After years of legal battles, former Formula One President Max Mosley and Internet giant Google have ended their dispute. SPIEGEL has learned that the two parties signed an agreement on Monday. "The dispute has been resolved to the parties' mutual satisfaction," Tanja Irion, Mosley's lawyer in Germany, said when asked about the case. Google and Mosley have agreed not to disclose the terms of the agreement. "The terms of the agreement are confidential," Mosley told SPIEGEL. "I'm satisfied and I don't want to jeopardize it."

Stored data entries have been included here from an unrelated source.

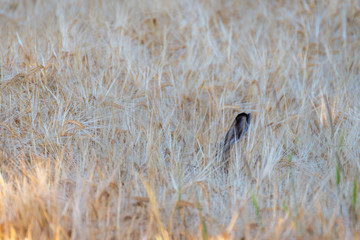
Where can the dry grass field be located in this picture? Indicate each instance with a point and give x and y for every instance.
(112, 114)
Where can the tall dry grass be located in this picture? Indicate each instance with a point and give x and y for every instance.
(111, 113)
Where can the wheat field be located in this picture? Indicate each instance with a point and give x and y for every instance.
(113, 113)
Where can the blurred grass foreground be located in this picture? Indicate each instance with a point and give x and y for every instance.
(112, 114)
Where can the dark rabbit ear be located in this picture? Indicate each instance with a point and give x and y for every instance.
(237, 130)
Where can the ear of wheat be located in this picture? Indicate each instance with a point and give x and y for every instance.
(237, 130)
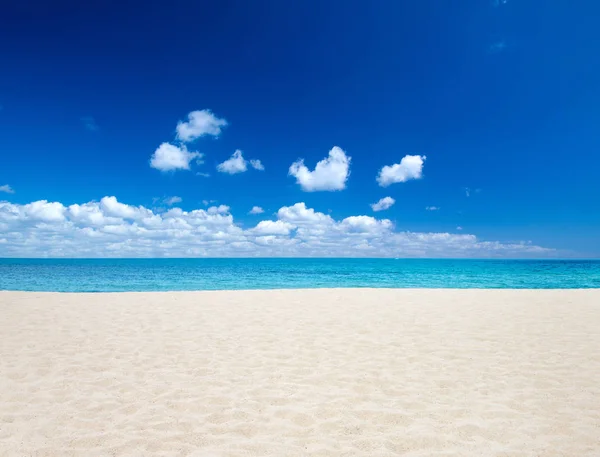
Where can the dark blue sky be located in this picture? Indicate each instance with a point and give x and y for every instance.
(502, 98)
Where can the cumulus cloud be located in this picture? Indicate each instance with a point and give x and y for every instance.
(383, 204)
(330, 173)
(110, 228)
(169, 157)
(199, 123)
(237, 164)
(172, 200)
(221, 209)
(273, 228)
(410, 167)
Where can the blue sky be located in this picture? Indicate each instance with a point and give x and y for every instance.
(499, 101)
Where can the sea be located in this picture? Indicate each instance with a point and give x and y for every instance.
(120, 275)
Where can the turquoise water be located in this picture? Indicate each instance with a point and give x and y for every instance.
(112, 275)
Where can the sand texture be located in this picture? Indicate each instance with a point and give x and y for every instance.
(301, 373)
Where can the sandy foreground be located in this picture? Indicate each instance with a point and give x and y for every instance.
(301, 372)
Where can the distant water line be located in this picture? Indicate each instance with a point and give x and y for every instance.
(119, 275)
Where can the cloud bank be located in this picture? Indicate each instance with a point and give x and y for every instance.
(330, 174)
(110, 228)
(410, 167)
(383, 204)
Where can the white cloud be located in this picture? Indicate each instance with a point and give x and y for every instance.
(199, 123)
(237, 164)
(383, 204)
(299, 214)
(273, 228)
(410, 167)
(169, 157)
(45, 211)
(330, 173)
(172, 200)
(109, 228)
(221, 209)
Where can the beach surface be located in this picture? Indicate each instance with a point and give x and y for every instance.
(331, 372)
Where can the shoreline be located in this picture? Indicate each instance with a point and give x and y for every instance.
(300, 289)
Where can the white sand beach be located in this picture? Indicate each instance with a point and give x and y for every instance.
(358, 372)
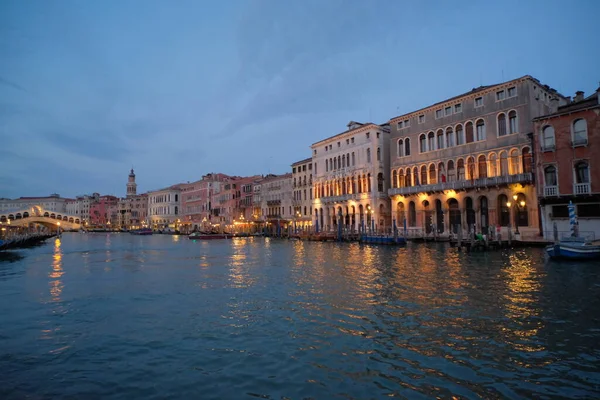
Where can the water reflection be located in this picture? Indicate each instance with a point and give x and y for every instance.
(522, 302)
(56, 285)
(281, 318)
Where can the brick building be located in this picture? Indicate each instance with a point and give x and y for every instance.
(567, 144)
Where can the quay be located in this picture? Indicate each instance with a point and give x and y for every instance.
(24, 240)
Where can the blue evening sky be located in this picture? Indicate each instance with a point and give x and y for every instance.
(182, 88)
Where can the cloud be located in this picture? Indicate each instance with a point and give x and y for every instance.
(13, 85)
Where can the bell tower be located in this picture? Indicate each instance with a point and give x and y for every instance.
(131, 185)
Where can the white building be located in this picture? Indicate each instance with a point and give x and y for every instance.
(273, 204)
(351, 179)
(302, 193)
(80, 206)
(164, 208)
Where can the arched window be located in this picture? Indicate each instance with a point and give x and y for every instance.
(480, 130)
(501, 124)
(454, 211)
(550, 176)
(431, 141)
(412, 214)
(441, 173)
(548, 138)
(432, 175)
(451, 172)
(460, 166)
(493, 165)
(521, 210)
(482, 167)
(470, 168)
(449, 137)
(470, 213)
(460, 137)
(513, 124)
(514, 162)
(527, 160)
(441, 139)
(503, 211)
(579, 132)
(422, 143)
(469, 132)
(582, 172)
(503, 164)
(400, 214)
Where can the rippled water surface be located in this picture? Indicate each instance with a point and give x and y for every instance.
(126, 317)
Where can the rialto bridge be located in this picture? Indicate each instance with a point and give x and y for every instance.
(37, 215)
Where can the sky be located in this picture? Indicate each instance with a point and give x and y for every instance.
(178, 89)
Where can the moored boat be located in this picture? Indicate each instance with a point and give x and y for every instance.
(209, 236)
(142, 231)
(574, 250)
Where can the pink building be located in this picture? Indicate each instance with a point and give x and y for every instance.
(101, 210)
(196, 200)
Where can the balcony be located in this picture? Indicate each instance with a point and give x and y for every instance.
(463, 185)
(581, 188)
(351, 196)
(550, 191)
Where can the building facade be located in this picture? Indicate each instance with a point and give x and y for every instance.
(101, 210)
(272, 203)
(302, 177)
(196, 200)
(164, 207)
(567, 147)
(81, 205)
(466, 163)
(351, 178)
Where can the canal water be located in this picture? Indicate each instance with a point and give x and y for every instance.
(116, 316)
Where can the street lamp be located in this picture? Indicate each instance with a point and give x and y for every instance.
(518, 206)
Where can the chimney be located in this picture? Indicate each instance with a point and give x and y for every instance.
(554, 104)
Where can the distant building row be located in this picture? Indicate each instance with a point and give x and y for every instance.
(512, 154)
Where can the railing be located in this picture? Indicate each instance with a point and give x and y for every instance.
(550, 190)
(581, 188)
(349, 196)
(458, 185)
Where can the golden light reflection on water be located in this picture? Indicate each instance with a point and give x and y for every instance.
(522, 302)
(56, 285)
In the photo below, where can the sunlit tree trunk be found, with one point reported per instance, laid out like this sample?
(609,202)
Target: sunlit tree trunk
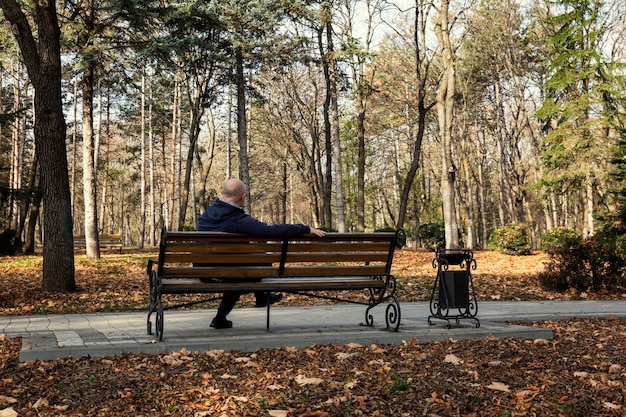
(445,111)
(43,62)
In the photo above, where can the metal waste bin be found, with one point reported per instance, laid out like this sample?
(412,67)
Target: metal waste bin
(453,296)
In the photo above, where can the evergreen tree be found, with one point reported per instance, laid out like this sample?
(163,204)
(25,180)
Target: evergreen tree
(573,120)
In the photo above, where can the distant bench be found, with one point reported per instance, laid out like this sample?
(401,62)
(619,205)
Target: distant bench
(110,242)
(214,262)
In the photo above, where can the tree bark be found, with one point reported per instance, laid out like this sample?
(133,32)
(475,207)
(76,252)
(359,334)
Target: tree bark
(43,63)
(445,111)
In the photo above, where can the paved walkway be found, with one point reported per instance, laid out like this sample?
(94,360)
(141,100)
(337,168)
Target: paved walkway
(104,334)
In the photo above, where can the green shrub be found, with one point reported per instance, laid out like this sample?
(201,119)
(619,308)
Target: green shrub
(10,243)
(588,264)
(557,237)
(511,239)
(432,235)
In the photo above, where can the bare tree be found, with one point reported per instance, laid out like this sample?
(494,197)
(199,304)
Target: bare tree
(43,63)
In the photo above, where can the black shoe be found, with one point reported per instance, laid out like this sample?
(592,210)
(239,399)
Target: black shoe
(221,323)
(272,298)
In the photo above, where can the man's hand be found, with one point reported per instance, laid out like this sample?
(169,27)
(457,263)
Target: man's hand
(317,232)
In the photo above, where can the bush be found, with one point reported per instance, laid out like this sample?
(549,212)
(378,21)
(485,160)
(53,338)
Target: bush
(588,264)
(557,237)
(512,240)
(432,235)
(10,243)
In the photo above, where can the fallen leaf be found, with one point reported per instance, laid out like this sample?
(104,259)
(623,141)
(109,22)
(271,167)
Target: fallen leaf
(8,412)
(453,359)
(498,386)
(42,402)
(303,380)
(278,413)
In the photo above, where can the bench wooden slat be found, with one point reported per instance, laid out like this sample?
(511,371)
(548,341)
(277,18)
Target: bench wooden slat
(337,257)
(273,284)
(352,246)
(221,272)
(223,247)
(222,258)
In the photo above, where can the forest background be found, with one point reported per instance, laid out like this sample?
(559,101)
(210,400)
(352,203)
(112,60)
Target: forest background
(348,115)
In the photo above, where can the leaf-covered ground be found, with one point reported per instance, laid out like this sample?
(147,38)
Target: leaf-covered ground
(580,372)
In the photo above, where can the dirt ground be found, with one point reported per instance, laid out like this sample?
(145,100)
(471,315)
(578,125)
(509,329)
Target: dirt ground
(579,372)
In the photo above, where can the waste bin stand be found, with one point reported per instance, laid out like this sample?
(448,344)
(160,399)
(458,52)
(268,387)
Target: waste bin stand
(453,297)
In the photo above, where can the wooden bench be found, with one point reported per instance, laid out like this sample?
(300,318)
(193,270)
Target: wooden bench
(214,262)
(111,242)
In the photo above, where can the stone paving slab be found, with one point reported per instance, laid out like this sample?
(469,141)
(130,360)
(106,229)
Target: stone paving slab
(48,337)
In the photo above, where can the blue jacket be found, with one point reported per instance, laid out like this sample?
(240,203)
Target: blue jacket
(224,217)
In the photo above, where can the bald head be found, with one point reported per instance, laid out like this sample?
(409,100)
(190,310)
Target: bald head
(234,190)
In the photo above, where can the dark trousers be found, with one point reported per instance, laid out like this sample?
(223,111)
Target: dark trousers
(229,299)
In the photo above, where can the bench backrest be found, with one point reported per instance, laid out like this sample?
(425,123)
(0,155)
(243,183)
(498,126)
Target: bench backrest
(227,255)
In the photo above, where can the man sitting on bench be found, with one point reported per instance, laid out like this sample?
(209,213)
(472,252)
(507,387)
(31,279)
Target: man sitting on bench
(227,215)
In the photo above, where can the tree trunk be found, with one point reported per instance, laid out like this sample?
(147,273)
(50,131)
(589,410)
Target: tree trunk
(43,62)
(242,128)
(142,185)
(89,178)
(333,79)
(34,207)
(445,110)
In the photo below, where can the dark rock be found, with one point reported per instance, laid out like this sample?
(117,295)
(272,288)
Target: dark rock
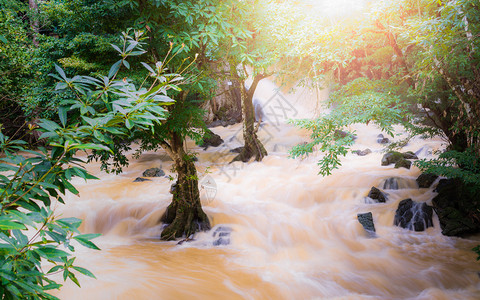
(383,141)
(425,180)
(237,150)
(187,240)
(362,152)
(223,123)
(457,208)
(140,179)
(403,163)
(211,139)
(366,219)
(223,234)
(153,172)
(391,184)
(409,155)
(377,195)
(391,158)
(413,215)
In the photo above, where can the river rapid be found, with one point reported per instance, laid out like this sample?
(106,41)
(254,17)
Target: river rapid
(294,234)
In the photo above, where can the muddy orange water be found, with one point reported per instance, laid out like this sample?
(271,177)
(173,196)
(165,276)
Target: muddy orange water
(295,234)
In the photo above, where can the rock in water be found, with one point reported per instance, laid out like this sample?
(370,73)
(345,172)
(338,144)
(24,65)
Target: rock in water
(211,139)
(377,195)
(456,208)
(362,152)
(222,236)
(153,172)
(425,180)
(391,158)
(340,134)
(403,163)
(366,219)
(413,215)
(409,155)
(391,184)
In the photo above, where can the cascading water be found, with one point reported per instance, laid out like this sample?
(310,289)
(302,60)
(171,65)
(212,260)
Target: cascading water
(287,232)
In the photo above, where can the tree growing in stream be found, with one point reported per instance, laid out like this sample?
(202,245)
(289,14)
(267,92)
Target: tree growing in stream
(95,113)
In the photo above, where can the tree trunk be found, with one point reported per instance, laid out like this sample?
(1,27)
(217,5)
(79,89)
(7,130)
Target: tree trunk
(184,215)
(253,147)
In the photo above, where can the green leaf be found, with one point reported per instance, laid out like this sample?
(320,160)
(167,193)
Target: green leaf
(55,269)
(71,223)
(92,147)
(9,225)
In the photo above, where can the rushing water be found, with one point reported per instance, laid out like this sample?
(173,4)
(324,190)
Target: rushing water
(295,235)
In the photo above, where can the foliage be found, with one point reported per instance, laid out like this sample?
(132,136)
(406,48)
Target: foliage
(100,110)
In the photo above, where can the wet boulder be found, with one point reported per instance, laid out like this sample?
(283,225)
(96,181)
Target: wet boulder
(457,208)
(403,163)
(366,219)
(237,150)
(376,195)
(409,155)
(391,158)
(140,179)
(362,152)
(211,139)
(153,172)
(221,236)
(425,180)
(413,215)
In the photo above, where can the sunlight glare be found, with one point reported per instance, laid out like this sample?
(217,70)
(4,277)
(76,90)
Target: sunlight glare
(337,8)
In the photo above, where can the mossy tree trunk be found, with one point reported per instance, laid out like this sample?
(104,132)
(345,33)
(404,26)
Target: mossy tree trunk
(252,147)
(184,215)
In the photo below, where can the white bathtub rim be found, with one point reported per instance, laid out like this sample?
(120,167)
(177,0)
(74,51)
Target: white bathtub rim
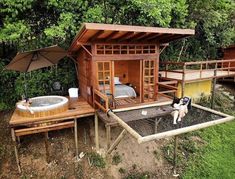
(64,101)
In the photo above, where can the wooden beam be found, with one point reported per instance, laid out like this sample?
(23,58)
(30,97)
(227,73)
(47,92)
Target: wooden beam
(125,36)
(76,136)
(144,36)
(96,132)
(117,141)
(39,129)
(175,37)
(47,147)
(108,135)
(124,125)
(96,35)
(165,36)
(154,36)
(136,35)
(16,149)
(110,36)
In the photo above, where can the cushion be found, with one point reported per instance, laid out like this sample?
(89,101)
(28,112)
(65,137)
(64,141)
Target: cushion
(116,81)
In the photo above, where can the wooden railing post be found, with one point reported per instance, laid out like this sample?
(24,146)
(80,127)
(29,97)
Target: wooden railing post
(201,70)
(183,80)
(166,69)
(213,87)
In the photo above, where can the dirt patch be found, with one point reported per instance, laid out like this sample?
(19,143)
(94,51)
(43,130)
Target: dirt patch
(134,158)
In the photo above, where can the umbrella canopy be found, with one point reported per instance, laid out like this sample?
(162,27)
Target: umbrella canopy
(36,59)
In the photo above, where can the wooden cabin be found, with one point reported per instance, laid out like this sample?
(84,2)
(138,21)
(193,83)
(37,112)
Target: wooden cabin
(118,65)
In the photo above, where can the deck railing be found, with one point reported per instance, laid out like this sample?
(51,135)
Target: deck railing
(202,66)
(167,87)
(213,65)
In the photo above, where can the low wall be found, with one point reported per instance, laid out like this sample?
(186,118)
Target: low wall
(196,90)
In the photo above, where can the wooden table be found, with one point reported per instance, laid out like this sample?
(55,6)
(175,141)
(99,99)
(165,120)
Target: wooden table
(21,126)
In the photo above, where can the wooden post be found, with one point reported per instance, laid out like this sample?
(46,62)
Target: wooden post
(76,136)
(108,135)
(166,70)
(47,147)
(156,124)
(16,150)
(117,141)
(201,70)
(183,81)
(175,155)
(213,88)
(96,132)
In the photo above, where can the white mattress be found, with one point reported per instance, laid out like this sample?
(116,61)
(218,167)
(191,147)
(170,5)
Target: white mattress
(121,91)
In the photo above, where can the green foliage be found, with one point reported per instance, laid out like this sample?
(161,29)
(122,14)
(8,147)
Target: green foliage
(122,170)
(216,159)
(96,160)
(34,24)
(116,159)
(144,175)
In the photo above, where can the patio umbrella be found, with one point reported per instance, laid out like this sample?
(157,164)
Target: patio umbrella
(36,59)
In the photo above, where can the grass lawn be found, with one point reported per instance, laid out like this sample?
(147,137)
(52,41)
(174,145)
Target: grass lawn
(217,158)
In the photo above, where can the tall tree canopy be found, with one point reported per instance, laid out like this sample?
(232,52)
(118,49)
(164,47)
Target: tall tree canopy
(30,24)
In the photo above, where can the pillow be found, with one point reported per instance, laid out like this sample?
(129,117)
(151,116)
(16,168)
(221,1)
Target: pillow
(116,81)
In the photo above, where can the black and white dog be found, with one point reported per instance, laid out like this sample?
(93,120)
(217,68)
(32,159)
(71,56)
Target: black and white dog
(181,107)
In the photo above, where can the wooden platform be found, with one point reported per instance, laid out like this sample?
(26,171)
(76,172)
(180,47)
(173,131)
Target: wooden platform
(195,75)
(77,109)
(123,103)
(21,126)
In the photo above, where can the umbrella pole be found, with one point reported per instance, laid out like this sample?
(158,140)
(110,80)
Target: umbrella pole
(25,86)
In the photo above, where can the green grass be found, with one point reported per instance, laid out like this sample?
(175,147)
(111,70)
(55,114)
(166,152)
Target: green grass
(216,159)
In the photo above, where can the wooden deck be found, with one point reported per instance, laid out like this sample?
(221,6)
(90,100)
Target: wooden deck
(123,103)
(21,126)
(77,109)
(195,75)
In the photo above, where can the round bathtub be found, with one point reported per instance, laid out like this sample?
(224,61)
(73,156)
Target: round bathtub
(42,106)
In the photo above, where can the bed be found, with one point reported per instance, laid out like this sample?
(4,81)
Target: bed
(121,90)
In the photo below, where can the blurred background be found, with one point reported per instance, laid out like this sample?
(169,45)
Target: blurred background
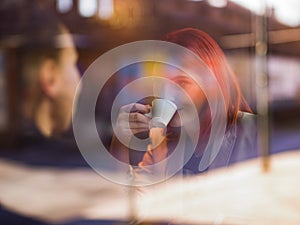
(100,25)
(260,38)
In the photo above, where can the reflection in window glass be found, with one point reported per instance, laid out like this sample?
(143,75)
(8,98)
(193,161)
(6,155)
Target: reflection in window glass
(3,108)
(63,6)
(106,9)
(87,8)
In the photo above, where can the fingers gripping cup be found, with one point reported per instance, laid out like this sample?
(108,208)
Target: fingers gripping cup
(161,113)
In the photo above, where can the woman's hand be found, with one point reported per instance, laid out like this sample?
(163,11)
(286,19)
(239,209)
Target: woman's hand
(131,120)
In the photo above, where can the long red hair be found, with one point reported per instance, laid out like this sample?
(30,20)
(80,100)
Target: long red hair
(209,51)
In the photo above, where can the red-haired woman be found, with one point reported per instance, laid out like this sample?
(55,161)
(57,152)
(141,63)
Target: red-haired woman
(238,142)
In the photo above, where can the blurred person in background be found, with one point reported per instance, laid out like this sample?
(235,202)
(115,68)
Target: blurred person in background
(240,134)
(49,78)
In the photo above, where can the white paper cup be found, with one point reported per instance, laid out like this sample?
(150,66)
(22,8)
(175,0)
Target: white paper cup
(161,112)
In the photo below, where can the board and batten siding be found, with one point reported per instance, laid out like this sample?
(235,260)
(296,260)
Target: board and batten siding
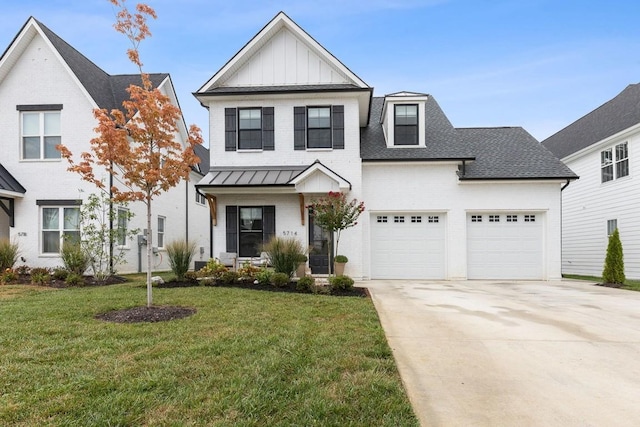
(587,205)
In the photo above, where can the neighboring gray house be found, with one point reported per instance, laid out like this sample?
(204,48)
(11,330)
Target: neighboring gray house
(290,122)
(603,147)
(48,91)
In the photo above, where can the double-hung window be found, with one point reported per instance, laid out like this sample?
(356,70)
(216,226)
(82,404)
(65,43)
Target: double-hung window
(161,227)
(250,129)
(40,134)
(59,225)
(318,127)
(406,124)
(614,162)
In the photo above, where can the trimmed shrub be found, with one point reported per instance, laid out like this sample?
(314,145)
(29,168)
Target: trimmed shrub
(305,284)
(280,280)
(340,283)
(9,252)
(74,279)
(264,276)
(229,277)
(75,260)
(180,256)
(614,261)
(40,275)
(284,254)
(60,273)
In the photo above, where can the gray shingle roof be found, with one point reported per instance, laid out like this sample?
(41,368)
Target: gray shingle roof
(106,90)
(612,117)
(491,153)
(9,183)
(510,153)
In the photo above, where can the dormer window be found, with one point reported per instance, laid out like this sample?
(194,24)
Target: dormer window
(406,124)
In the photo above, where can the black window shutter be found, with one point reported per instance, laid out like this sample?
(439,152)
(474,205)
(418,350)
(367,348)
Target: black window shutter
(232,229)
(267,129)
(230,129)
(337,126)
(299,127)
(268,223)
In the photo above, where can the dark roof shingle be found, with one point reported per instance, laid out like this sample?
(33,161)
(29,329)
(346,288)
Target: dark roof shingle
(612,117)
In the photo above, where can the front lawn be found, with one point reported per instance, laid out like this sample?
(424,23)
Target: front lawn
(246,357)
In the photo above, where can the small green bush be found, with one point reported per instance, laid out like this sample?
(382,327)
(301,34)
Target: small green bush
(229,277)
(284,254)
(280,280)
(74,279)
(8,276)
(40,275)
(180,254)
(340,283)
(212,269)
(60,273)
(305,284)
(614,262)
(75,260)
(264,276)
(9,252)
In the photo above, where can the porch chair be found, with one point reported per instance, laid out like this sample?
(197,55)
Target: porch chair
(229,259)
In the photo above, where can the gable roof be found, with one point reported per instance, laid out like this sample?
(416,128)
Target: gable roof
(612,117)
(105,90)
(487,153)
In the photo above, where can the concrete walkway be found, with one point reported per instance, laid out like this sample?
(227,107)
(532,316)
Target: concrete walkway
(481,353)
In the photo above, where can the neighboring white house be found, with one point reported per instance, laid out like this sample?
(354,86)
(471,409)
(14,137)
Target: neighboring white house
(48,91)
(603,147)
(289,122)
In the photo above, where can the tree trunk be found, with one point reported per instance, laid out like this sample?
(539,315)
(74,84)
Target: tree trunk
(149,254)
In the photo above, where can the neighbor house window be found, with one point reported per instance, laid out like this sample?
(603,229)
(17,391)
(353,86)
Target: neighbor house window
(406,125)
(250,129)
(319,127)
(60,225)
(618,157)
(123,220)
(41,133)
(161,227)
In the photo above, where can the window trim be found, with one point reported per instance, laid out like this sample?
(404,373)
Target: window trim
(397,126)
(41,113)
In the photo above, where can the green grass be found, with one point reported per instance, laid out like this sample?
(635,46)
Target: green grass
(632,285)
(246,358)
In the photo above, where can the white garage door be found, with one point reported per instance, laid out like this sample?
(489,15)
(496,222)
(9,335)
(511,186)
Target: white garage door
(407,246)
(504,246)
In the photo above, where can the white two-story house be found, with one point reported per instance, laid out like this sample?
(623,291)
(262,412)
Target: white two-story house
(603,147)
(48,91)
(289,122)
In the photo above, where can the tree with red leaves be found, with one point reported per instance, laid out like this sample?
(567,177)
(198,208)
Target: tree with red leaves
(137,146)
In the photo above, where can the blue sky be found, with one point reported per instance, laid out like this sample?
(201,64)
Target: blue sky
(539,64)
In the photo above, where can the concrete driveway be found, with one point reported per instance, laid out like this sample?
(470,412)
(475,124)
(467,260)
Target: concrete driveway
(482,353)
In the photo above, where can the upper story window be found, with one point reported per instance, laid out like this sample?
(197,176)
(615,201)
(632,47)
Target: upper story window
(318,127)
(406,124)
(41,133)
(618,157)
(249,129)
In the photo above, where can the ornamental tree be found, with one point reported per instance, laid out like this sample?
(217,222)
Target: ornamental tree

The case spent years working its way through courts in France, Germany and Great Britain. Mosley sued Google because the company refused to filter illegal images of a private S&M party held by Mosley out of its search results. Mosely has successfully sued hundreds of Web site operators for violating his privacy by repeatedly showing the images. A British tabloid newspaper secretly filmed Mosely in 2008 during a private sex party and then posted it on the web. Courts in Paris and Hamburg had already ordered Google to remove the images from its results.
Hamburg's higher regional court had planned to rule on Google's appeal against the decision on May 19, but that decision has now become moot. Contacted on Wednesday night, the court said it was unaware of the agreement between Mosley and Google.